Against signed integer types

It is often mentioned that Google's guidelines call to always use signed integers, and avoid unsigned.

One could argue, if I were as smart as Sergey Brin or Larry Page, I'd be as rich as they are. This may be true. But we tend to succeed for the few things we get very right, and despite the many things we don't. I'm pretty sure this one is the latter.

The preference for signed integers opens opportunities for a whole panoply of unnecessary bugs. It's a mistake of the same order as nullable pointers. You almost never need negative values, but now you need to check for them always. Signed overflow is even undefined behavior, when unsigned overflow is not.

I have gone the opposite route, and always use unsigned types. I find a signed type is not needed 99% of the time. I would further argue that most uses of negative values are hacks, and potential containment and security issues. It overloads a variable with potential meanings that the variable should not have.

There's a distinct difference between MoveForward and MoveBackward, for example. A design that expresses reversion as MoveForward(-15) is both unsafe and unsound.

But but but...


A counter-argument is that it's dangerous to mix signed and unsigned types, so using only signed types helps. But this is not the only solution, or the best one. An example:
int main() {
    int i = -1;
    unsigned int j = 1;
    if (i > j) return 1;
    return 0;
}
If allowed to compile, this program returns 1. -1 is represented as 0xFFFFFFFF, which is more than 1.

But it should not compile. You should be enabling signed / unsigned comparison and conversion warnings. With MSVC, these are C4018 and C4365. With GCC, they are -Wsign-compare and -Wsign-conversion.

In addition, it's good practice to treat warnings as errors: -WX with MSVC, and -Werror with GCC.

Note that with GCC, -Wall does not actually enable all warnings. You have to go the extra step to enable -Wsign-conversion manually.

Serious projects should use -WX -Wall, enabling as many warnings as possible, treating them as errors, and manually disabling only selected, individually weighed warnings.

3 comments:

evgenymuralev.com said...


Nice post! Just wanted to note that using signed integers maybe wise from performance standpoint because undefined signed overflow makes room for a number of compiler optimizations :)

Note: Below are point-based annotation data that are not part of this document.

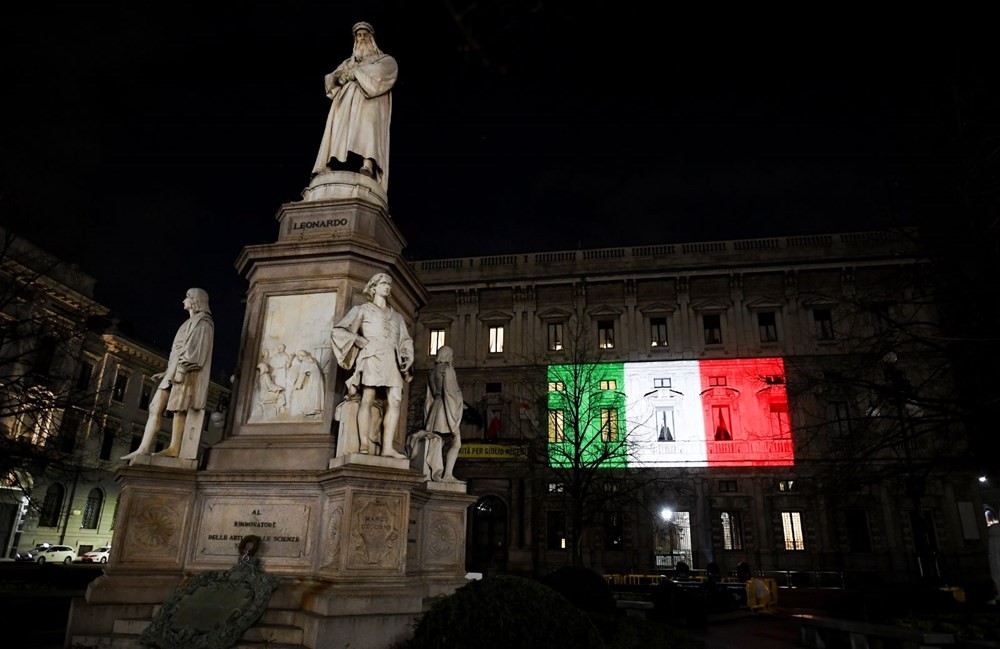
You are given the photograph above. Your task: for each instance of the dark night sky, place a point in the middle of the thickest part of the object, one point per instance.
(150, 142)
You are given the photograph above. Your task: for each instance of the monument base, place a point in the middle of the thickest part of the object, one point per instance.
(360, 550)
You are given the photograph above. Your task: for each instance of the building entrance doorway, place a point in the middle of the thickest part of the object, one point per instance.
(672, 539)
(488, 548)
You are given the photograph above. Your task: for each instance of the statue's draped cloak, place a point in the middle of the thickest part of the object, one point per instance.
(359, 114)
(191, 353)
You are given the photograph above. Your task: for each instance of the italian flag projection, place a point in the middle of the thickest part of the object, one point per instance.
(724, 413)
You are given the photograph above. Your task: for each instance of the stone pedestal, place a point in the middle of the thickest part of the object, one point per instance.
(364, 544)
(360, 542)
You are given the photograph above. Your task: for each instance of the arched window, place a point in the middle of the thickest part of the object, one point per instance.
(489, 535)
(92, 512)
(51, 506)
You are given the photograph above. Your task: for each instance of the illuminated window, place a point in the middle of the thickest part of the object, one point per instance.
(120, 386)
(85, 375)
(823, 322)
(555, 533)
(858, 532)
(767, 327)
(778, 419)
(437, 341)
(614, 531)
(712, 323)
(664, 424)
(732, 531)
(606, 334)
(496, 340)
(657, 332)
(555, 338)
(839, 417)
(723, 423)
(145, 396)
(557, 431)
(92, 511)
(114, 515)
(609, 425)
(51, 506)
(791, 523)
(494, 423)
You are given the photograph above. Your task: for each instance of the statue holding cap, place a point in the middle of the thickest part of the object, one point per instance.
(357, 126)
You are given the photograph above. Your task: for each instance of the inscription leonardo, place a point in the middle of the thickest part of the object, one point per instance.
(318, 224)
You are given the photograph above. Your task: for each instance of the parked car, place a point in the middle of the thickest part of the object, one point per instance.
(55, 554)
(100, 555)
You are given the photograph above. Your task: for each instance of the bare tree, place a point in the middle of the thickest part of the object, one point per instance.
(585, 445)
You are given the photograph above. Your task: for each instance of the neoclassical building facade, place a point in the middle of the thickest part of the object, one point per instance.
(778, 401)
(76, 393)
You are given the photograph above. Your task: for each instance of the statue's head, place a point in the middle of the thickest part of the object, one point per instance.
(444, 355)
(197, 298)
(364, 40)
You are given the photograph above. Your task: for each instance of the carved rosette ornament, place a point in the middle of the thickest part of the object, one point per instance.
(155, 527)
(443, 542)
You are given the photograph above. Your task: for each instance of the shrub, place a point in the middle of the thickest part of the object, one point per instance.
(586, 589)
(503, 611)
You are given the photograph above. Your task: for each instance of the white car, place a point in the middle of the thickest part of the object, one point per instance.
(55, 554)
(99, 555)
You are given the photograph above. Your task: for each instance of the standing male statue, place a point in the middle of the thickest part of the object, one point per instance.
(372, 338)
(443, 406)
(183, 388)
(361, 105)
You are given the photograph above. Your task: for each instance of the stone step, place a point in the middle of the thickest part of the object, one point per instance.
(274, 633)
(108, 642)
(132, 642)
(275, 629)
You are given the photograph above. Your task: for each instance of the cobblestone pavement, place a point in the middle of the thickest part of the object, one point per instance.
(756, 631)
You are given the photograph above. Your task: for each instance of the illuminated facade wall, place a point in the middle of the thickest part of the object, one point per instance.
(709, 413)
(709, 354)
(673, 413)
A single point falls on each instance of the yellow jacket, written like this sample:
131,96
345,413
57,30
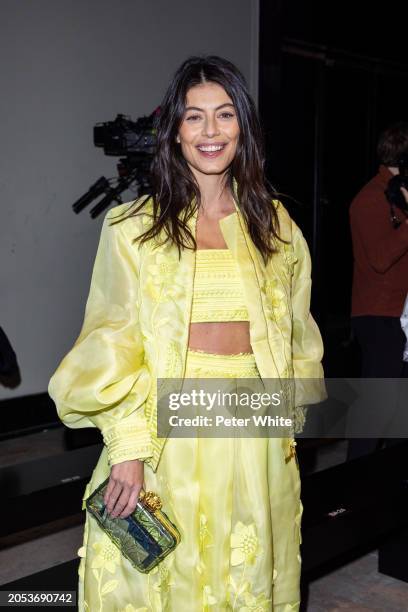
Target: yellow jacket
136,328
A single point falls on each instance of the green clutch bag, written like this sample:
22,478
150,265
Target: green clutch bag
145,537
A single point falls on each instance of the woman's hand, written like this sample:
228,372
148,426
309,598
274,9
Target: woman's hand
125,481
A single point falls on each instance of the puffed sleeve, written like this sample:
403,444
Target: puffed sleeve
307,344
103,381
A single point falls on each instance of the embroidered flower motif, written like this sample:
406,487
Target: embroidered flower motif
291,607
255,603
165,581
204,532
244,544
276,298
240,588
107,555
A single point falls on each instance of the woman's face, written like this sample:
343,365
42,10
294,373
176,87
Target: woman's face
209,132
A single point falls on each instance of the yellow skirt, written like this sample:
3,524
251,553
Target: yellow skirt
236,502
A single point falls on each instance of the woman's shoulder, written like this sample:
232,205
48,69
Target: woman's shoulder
131,217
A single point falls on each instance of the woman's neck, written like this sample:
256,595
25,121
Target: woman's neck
216,196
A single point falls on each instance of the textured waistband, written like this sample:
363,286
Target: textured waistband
202,363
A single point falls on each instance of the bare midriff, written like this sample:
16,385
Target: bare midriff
221,337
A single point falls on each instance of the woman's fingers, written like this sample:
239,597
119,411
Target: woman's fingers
114,496
131,504
404,193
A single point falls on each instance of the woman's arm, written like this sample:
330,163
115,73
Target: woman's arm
307,344
103,382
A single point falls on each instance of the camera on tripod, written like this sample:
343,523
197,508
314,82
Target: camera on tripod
393,192
136,142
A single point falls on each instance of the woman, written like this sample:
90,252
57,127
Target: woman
207,278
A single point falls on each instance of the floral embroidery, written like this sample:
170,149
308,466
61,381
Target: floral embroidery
208,598
161,275
244,550
204,532
276,298
107,555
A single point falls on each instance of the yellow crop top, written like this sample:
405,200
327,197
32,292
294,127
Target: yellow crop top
218,293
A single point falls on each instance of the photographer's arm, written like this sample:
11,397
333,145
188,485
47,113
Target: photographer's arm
307,344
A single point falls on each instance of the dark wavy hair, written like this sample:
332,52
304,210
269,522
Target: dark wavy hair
174,185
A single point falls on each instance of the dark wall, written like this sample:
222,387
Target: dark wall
331,78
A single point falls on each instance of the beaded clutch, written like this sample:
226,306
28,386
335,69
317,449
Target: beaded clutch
145,537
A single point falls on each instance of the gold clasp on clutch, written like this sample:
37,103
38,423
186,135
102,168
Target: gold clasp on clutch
292,451
151,500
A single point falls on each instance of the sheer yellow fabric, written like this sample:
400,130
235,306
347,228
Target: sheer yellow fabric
236,502
103,381
218,293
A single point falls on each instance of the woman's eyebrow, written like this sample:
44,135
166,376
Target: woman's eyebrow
201,109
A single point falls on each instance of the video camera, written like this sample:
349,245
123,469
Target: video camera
393,192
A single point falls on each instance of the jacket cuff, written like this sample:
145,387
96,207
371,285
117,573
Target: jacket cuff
125,442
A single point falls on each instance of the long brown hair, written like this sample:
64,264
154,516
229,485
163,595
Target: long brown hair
174,186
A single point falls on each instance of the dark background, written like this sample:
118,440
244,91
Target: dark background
331,77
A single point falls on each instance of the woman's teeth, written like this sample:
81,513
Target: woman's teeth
211,148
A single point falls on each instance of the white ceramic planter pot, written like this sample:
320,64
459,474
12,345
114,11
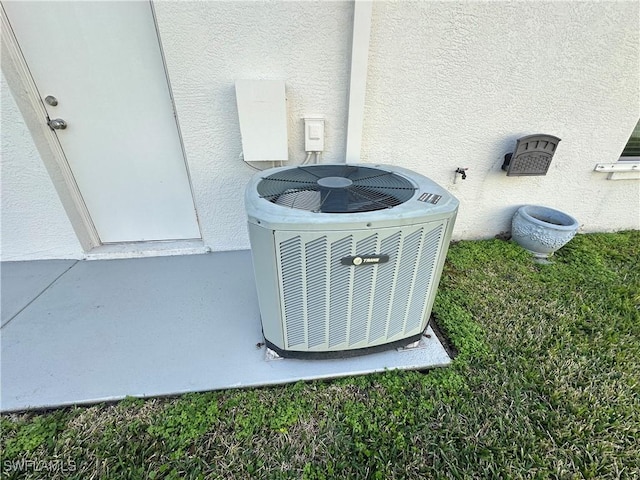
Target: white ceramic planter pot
542,230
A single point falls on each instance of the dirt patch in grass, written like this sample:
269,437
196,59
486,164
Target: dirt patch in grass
544,385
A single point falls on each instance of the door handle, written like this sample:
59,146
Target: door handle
57,124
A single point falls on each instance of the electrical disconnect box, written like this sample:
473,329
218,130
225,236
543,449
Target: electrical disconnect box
313,134
262,112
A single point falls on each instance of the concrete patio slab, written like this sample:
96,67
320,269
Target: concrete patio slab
157,326
22,282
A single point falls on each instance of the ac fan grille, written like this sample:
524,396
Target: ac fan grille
363,189
331,306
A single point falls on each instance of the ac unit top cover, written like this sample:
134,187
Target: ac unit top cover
344,196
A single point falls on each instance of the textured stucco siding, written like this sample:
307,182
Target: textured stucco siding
454,84
450,84
34,223
208,46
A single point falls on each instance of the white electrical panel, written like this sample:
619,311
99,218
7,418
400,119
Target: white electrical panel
313,134
262,112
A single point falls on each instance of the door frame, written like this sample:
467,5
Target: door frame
31,106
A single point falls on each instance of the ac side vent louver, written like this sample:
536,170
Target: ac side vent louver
347,258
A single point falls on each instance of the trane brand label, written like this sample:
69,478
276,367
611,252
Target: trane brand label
430,198
365,260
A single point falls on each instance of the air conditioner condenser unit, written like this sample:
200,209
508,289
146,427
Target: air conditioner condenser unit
347,257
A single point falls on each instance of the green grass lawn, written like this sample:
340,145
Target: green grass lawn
546,385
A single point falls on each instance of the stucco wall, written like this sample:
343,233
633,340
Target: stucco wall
34,224
454,84
450,84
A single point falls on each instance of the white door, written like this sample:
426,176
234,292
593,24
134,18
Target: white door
102,62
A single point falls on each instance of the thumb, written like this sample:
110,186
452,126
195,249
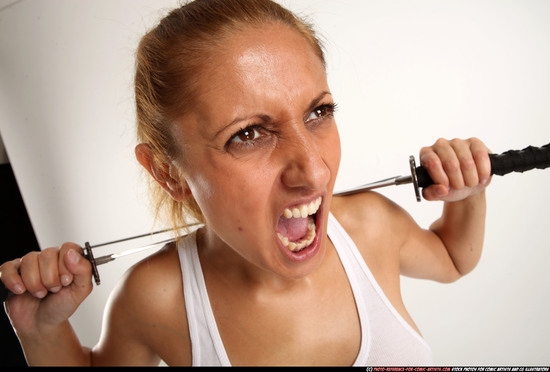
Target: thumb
81,269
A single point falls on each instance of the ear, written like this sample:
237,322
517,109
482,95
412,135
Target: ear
165,173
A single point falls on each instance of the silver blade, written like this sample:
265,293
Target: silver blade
111,257
393,181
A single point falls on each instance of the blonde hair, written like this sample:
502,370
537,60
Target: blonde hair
168,60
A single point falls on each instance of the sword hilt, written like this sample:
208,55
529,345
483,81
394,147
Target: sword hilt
510,161
88,254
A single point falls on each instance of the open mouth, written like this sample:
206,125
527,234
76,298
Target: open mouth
296,228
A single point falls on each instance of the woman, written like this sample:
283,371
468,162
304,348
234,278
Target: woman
236,127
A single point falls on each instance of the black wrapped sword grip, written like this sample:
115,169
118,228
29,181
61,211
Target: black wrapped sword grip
510,161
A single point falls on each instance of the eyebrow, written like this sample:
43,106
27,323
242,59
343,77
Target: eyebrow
267,118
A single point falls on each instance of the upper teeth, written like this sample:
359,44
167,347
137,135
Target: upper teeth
304,210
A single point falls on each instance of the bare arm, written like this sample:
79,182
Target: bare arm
50,284
452,246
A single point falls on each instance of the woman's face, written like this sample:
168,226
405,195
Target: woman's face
260,147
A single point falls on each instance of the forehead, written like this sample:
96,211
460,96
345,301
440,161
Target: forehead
256,66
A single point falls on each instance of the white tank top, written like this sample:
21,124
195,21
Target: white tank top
386,338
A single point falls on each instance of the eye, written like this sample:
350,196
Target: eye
245,135
321,112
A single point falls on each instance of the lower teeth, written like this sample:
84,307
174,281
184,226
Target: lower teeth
300,244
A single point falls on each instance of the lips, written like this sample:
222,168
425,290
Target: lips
296,228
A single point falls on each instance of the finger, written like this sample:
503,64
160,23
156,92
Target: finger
480,153
81,269
49,271
447,152
9,274
432,163
468,169
30,274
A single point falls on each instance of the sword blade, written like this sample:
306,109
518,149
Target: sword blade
393,181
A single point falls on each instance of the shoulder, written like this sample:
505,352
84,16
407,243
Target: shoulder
146,311
379,228
367,212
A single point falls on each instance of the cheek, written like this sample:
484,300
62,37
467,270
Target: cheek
334,153
232,197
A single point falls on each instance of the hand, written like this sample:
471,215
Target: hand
49,286
459,169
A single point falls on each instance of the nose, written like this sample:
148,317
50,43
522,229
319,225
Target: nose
304,164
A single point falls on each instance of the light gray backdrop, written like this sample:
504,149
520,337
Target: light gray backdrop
404,73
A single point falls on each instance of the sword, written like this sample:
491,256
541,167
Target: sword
501,164
89,255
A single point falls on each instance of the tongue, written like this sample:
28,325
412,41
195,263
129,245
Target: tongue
293,228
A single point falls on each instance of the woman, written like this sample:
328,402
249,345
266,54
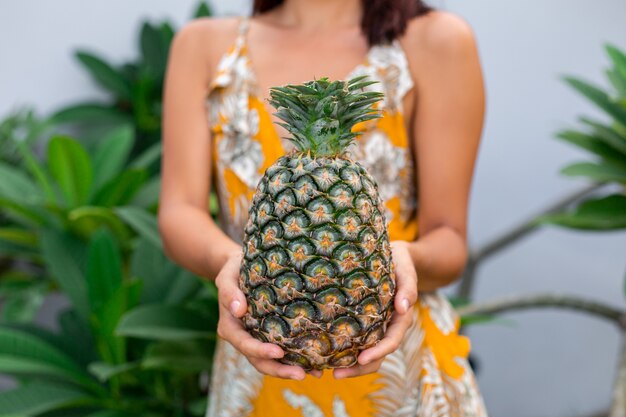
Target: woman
422,150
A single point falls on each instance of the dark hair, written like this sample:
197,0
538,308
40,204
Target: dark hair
383,20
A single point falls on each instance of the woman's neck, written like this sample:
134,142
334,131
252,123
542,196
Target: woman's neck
315,15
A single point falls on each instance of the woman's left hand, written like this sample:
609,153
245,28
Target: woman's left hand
370,359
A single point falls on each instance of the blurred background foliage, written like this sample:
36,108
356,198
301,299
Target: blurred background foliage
78,200
77,217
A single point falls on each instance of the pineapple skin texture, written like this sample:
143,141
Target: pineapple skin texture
317,269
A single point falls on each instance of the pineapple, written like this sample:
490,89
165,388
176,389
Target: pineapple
317,269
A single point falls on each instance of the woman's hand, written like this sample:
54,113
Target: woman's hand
370,359
233,306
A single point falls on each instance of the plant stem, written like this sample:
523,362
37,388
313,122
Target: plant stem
618,408
596,308
512,235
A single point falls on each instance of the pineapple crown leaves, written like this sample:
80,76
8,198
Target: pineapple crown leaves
320,114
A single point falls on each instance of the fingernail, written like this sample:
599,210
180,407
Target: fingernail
234,306
276,354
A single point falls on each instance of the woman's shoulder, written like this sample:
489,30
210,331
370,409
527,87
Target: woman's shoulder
211,36
437,34
441,38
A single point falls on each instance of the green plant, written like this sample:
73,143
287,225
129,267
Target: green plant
73,193
135,89
606,142
21,126
137,337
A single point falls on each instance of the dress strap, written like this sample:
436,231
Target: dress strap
244,25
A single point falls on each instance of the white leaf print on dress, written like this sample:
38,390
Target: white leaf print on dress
238,378
310,409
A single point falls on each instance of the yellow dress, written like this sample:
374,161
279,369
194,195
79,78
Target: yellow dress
429,375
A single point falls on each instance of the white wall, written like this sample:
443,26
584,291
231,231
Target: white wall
548,363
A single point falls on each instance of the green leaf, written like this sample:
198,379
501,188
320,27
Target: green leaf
16,366
617,81
17,186
144,223
179,356
618,74
596,171
37,397
203,10
24,214
166,282
21,352
34,166
147,157
153,49
86,219
111,154
112,347
606,213
607,134
90,113
70,165
18,236
159,322
104,74
71,328
145,92
148,195
121,190
23,307
593,145
64,269
600,98
110,413
104,269
105,371
167,32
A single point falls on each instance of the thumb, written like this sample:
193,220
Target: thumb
406,284
229,294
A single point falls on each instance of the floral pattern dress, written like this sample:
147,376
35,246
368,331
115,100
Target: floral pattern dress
429,375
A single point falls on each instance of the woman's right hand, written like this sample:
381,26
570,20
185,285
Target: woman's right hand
232,307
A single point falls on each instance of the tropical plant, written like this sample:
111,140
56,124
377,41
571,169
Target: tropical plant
135,89
73,193
606,141
135,341
21,126
583,210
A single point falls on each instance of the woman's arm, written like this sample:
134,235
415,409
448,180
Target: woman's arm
190,236
447,126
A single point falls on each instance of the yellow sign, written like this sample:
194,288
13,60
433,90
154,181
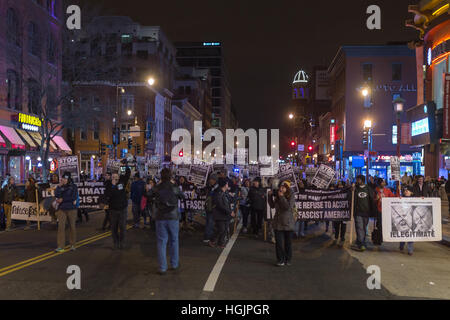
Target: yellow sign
31,120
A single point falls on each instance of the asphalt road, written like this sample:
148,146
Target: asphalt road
319,270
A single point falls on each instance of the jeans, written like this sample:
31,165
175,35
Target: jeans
136,209
410,246
300,228
283,245
118,221
167,235
257,218
209,226
221,232
245,213
361,226
339,229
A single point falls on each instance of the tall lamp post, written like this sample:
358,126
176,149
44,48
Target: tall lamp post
398,109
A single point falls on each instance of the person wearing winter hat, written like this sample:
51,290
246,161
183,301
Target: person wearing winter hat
66,196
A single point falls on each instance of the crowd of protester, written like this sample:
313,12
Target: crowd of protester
156,200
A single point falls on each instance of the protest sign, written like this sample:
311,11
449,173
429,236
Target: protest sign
198,173
328,205
411,219
91,194
310,173
323,177
193,201
113,166
286,172
69,164
27,211
182,171
395,168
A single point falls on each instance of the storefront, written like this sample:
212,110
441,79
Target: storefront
20,142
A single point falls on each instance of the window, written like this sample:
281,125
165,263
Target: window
51,49
33,39
33,96
12,27
396,71
13,98
367,72
96,130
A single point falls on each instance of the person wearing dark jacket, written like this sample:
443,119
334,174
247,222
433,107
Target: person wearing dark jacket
137,191
421,189
10,194
66,196
364,208
258,204
107,220
283,222
116,198
222,213
166,196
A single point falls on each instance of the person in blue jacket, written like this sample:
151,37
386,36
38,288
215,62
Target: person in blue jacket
66,198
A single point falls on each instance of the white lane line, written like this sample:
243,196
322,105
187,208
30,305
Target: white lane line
215,273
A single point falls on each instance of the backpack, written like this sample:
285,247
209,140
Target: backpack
167,199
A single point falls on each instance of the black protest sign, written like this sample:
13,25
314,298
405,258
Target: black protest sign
329,205
286,173
198,174
323,177
69,164
91,194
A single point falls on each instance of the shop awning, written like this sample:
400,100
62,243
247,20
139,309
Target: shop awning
37,136
62,144
12,136
26,137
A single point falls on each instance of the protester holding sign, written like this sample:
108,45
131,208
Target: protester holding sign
117,200
257,199
283,222
66,196
364,207
10,194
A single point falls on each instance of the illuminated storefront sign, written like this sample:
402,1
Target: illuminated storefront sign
420,127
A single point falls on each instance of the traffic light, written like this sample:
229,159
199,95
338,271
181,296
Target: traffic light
102,149
365,137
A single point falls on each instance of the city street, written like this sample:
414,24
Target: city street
320,270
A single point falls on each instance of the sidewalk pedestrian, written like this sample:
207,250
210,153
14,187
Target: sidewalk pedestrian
66,196
258,205
222,213
364,207
10,194
117,201
137,192
283,222
166,196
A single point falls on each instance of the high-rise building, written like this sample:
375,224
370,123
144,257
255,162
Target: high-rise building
210,55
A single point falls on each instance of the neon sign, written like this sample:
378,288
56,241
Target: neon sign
420,127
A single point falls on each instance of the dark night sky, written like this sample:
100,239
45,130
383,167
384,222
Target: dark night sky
267,42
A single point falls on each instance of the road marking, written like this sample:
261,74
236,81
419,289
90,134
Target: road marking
46,256
215,273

Although, in not performance critical code I tend to use unsigned type if a variable is unsigned semantically.

Risto Lankinen said...

Way too late, I guess, but IMO from day one the signed/unsigned comparison should've worked along the line of this pseudocode:

bool operator<(/*signed*/ type s,unsigned type u)
{
if(s<0) return true;
return operator<((unsigned type)i,u);
}

denis bider said...

Risto - I'm inclined to agree; the outcome likely would have been better today if there were additional unsigned/signed and signed/unsigned forms of machine instructions. But alas, transistor budgets were tighter when these decisions were made. :)

Maybe this decision would have been different if it was done again today.